DIGITAL LIBRARY
GENERATIVE ARTIFICIAL INTELLIGENCE IN TEACHER EDUCATION: SYSTEMATIC LITERATURE REVIEW
Universidade de Aveiro, CIDTFF-Centro de Investigação em Didática e Tecnologia na Formação de Formadores, DEP-Departamento de Educação e Psicologia (PORTUGAL)
About this paper:
Appears in: EDULEARN24 Proceedings
Publication year: 2024
Pages: 2503-2511
ISBN: 978-84-09-62938-1
ISSN: 2340-1117
doi: 10.21125/edulearn.2024.0686
Conference name: 16th International Conference on Education and New Learning Technologies
Dates: 1-3 July, 2024
Location: Palma, Spain
Abstract:
Generative artificial intelligence (AI) employs sophisticated algorithms, such as deep learning and reinforcement learning, to generate diverse content, including text, images, and audio, requiring minimal human input. Its capacity to produce authentic and realistic outputs makes it valuable across sectors, like healthcare, finance, and entertainment. In the scientific field, GAI enhances productivity by supporting scientists in idea and hypothesis generation, data pattern analysis, experiment design, and research paper writing, despite concerns over AI-generated information's accuracy and issues of authorship and ownership.

As AI permeates modern societies, its impact is expanding to education. It is promising personalized learning experiences that cater to individual student needs and preferences, thereby being presumed to enhance educational outcomes. The impact of generative AI on education is claimed to include numerous opportunities. For example, in computer education, natural language processing (NLP) can personalize learning experiences, aid in student recruitment, and provide solutions for programming exercises. However, its implementation in education also presents unique challenges. For example, it risks being viewed as the “ultimate epistemic authority”, where a single truth is assumed without enough evidence or qualifications.

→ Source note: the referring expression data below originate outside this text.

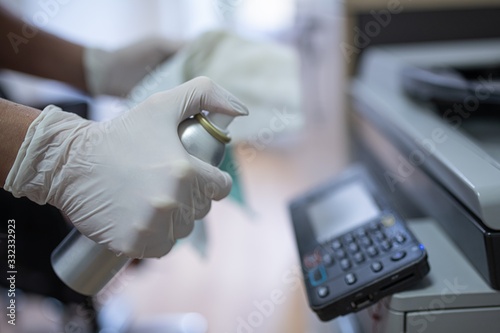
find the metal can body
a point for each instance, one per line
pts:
(86, 266)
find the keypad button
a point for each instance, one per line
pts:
(372, 251)
(322, 291)
(376, 266)
(400, 238)
(327, 260)
(388, 220)
(345, 264)
(359, 257)
(336, 244)
(361, 233)
(340, 253)
(353, 247)
(350, 278)
(379, 236)
(373, 226)
(385, 245)
(365, 241)
(398, 255)
(348, 238)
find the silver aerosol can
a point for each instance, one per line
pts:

This work explores the opportunities for incorporating generative AI into science teacher education. Thus, it focuses on one type of public that may be understudied in this field. The research question is: What are the potential opportunities of incorporating generative AI into science teacher education presented in the literature? To answer this question, the Preferred Reporting Items for Systematic Reviews (PRISMA) statement was used. The search terms "generative artificial intelligence" OR "artificial intelligence" AND "science teacher education" OR "science teacher training" OR "teacher education" OR "teacher training" AND "opportunities" OR "benefits" OR "advantages" were used in the Scopus database, in March 2024. This search retrieved 34 registers, published between 1987 and 2023.

This review includes peer-reviewed published empirical studies, published as an article, conference paper, or book chapter, and focused on the potential exploration of (generative) AI in (science) teacher education. Due to the novelty of the topic, studies related to non-generative AI and studies in teacher education (not specifically in science) were considered. Hence, after the application of the inclusion criteria, 18 registers were excluded from this study.

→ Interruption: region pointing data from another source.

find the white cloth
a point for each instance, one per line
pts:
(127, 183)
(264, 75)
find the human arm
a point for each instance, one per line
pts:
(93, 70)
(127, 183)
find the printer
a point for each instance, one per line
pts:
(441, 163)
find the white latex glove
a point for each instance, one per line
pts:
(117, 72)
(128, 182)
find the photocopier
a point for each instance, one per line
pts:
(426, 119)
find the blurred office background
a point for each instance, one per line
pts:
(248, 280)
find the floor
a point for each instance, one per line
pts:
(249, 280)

The selected studies were analyzed and synthesized to develop a coherent understanding of the opportunities AI presents to teacher education, such as teachers’ favorable attitudes toward AI education for teaching and for future use in their practices, or skills practice opportunities for teacher candidates.

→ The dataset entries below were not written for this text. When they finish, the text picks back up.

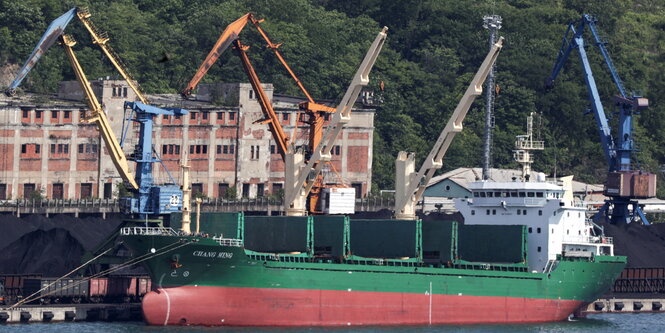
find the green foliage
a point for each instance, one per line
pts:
(433, 50)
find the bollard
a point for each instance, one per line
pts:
(25, 316)
(618, 306)
(70, 315)
(598, 306)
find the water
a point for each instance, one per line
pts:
(595, 323)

Despite the promising outlook, this study reveals a gap in the literature concerning teacher training. Moreover, the scarcity of AI-learning opportunities in teacher initial education programs makes prioritizing the development of AI-supported education crucial. This empowers teachers to make informed decisions about incorporating AI into educational practices, revealing the need for further research to enhance understanding and guide best practices, potentially advancing science education and effective AI integration in science teaching.
Keywords:
Artificial intelligence, teacher education, systematic literature review.